Для решения обеих задач предлагается использовать следующие приемы. А) Из массива злокачественных солидных опухолей выделяют гетерогенные наборы антител к ОСМ (AT1), специфически связанных с самыми разными антигенами опухолевых клеток. Б) Fab-фрагменты (Fab2-фрагменты) полученных AT1, используются в качестве антигена для иммунизации животных-продуцентов антисывороток (кроликов, коз и т.п.), у которых индуцируется иммунный ответ на антиген-связывающие сайты самих AT1. В результате в организме животных-продуцентов запускается синтез антиидиотипических АТ2-мимикрирующих под множество опухолевых антигенов. Вышеизложенные соображения явились основанием для разработки предлагаемого способа получения специфических антиидиотипических АТ2, являющихся иммунохимическими аналогами множества иммуногенных антигенов разных субпопуляций клеток злокачественных опухолей человека. Такие АТ2 предполагается использовать в качестве вакцинных препаратов для индукции противоопухолевого ответа у вакцинируемых пациентов.

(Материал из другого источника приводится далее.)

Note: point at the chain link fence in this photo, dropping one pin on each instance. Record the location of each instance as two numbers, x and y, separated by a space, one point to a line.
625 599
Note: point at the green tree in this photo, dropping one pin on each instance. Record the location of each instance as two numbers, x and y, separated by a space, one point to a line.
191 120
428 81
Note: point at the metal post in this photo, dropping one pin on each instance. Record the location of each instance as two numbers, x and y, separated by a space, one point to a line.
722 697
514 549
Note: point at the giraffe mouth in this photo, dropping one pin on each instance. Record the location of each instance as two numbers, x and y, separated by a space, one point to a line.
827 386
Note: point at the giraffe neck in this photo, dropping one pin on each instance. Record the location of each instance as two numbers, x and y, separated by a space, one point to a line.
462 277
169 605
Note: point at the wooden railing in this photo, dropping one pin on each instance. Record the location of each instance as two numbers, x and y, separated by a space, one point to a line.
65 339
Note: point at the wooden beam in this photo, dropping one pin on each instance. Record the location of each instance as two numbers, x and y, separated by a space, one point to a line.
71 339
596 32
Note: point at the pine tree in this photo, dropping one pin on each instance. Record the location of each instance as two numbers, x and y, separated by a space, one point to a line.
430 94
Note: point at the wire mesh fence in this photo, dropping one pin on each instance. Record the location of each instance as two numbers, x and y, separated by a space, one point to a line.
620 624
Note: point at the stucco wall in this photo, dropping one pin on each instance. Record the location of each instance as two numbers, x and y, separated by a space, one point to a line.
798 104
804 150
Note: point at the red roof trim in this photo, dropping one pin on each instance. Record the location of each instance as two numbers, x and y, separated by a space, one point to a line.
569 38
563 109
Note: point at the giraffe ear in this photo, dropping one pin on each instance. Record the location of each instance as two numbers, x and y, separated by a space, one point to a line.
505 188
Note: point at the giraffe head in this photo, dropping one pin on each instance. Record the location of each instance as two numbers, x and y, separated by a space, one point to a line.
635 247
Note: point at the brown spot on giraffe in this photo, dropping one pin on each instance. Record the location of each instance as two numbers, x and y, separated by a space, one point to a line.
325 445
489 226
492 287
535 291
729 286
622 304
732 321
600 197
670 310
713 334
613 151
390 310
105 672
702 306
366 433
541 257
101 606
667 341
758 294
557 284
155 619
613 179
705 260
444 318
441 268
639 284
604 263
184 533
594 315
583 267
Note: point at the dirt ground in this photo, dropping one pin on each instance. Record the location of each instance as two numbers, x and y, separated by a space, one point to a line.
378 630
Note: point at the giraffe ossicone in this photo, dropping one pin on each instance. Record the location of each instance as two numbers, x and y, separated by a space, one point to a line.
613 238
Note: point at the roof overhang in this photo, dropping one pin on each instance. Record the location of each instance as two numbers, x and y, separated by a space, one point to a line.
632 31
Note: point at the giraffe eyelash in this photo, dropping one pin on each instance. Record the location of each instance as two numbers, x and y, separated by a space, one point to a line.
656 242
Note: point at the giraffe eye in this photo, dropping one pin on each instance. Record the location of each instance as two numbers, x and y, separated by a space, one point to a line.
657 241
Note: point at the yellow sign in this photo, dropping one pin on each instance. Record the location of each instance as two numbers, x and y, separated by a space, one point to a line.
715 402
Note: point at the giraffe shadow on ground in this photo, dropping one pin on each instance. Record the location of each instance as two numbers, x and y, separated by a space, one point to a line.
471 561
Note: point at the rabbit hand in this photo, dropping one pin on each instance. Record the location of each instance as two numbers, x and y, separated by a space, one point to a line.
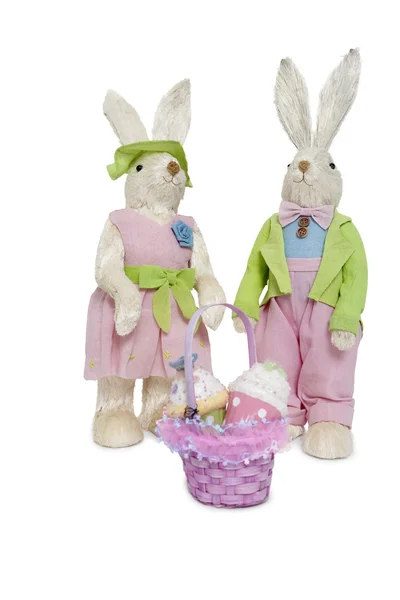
343 340
128 308
239 325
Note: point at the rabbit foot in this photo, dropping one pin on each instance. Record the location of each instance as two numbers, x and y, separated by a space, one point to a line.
295 431
116 428
328 440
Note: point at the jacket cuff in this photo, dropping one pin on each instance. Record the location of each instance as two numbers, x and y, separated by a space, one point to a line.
344 324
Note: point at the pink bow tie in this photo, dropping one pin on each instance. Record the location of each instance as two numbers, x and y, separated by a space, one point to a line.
289 212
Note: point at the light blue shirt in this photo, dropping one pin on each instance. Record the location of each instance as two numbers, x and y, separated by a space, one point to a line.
312 246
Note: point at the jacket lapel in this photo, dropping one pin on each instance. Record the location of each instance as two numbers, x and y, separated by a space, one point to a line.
337 251
273 253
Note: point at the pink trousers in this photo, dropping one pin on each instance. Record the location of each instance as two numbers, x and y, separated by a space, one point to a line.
293 331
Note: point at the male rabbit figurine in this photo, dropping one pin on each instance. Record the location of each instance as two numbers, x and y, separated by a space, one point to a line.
148 260
313 261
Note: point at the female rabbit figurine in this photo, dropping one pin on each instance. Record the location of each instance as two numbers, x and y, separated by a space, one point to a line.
313 261
148 259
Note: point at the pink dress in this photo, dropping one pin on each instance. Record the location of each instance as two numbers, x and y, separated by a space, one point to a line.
146 351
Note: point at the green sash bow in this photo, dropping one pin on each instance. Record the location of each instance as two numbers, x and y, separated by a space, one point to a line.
179 282
126 155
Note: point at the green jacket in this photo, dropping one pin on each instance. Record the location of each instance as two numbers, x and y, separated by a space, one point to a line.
340 282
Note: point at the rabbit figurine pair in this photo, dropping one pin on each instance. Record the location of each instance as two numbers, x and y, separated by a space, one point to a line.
308 255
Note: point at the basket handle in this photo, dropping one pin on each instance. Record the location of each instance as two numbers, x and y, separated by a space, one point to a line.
191 399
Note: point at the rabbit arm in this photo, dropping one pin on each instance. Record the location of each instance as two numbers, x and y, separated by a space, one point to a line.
110 277
255 278
206 285
353 291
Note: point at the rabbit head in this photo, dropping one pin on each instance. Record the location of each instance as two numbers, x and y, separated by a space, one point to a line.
312 178
155 181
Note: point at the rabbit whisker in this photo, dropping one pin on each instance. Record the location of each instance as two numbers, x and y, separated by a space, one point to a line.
305 181
170 181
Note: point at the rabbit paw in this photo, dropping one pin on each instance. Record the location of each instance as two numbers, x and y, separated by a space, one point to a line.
239 325
128 308
343 340
328 440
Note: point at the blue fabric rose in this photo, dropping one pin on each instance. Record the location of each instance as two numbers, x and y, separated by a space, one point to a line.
183 233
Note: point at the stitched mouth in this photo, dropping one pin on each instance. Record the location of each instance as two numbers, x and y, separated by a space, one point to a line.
305 181
171 181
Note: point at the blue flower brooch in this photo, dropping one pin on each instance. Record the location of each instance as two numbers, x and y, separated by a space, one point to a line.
183 234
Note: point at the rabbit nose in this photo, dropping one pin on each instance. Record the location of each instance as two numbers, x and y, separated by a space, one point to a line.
173 167
304 165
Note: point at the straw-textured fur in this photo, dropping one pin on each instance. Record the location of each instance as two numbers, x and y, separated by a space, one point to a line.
295 431
155 193
328 440
321 184
115 424
291 99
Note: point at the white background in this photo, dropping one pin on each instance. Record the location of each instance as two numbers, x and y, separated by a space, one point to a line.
79 521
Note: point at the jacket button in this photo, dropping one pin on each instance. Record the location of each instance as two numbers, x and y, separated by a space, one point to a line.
302 232
304 222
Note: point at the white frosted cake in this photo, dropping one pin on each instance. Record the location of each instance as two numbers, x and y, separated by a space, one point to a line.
260 393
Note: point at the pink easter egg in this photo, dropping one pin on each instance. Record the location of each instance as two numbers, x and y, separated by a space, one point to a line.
242 407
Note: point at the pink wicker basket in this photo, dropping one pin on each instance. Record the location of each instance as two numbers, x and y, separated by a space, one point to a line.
228 466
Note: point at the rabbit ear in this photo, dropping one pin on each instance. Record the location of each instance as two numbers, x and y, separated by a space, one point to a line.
291 99
172 119
336 98
123 119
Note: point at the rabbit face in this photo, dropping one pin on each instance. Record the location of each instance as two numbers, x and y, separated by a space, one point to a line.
312 179
155 181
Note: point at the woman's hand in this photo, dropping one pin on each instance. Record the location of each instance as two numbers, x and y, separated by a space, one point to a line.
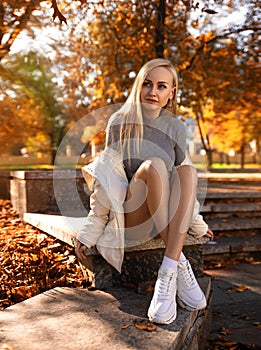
209 234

Задача изобретения - повысить эффективность противоопухолевых вакцинных препаратов, посредством заявляемого нами способа их получения.
Предлагаемый способ позволяет добиться следующего технического результата:
- получать АТ2, являющиеся структурными подобиями не произвольных отдельно выбранных, а множества иммуногенных и доступных для распознавания иммунной системой онкологических больных.
- получать поликлональные АТ2, являющиеся аналогами широкого набора наиболее иммуногенных ОСМ, экспрессируемых разными популяциями клеток опухоли и, таким образом, обеспечить возможность воздействия на большое число злокачественных клеток опухоли.
Поставленная задача решается способом достигается путем реализации существенных признаков предлагаемого способа, а именно:
I. Отбор первоначального опухолевого материала, получение тканей опухолей (хирургический материал), их смешение и гомогенизация для выделения антител к опухолевым антигенам.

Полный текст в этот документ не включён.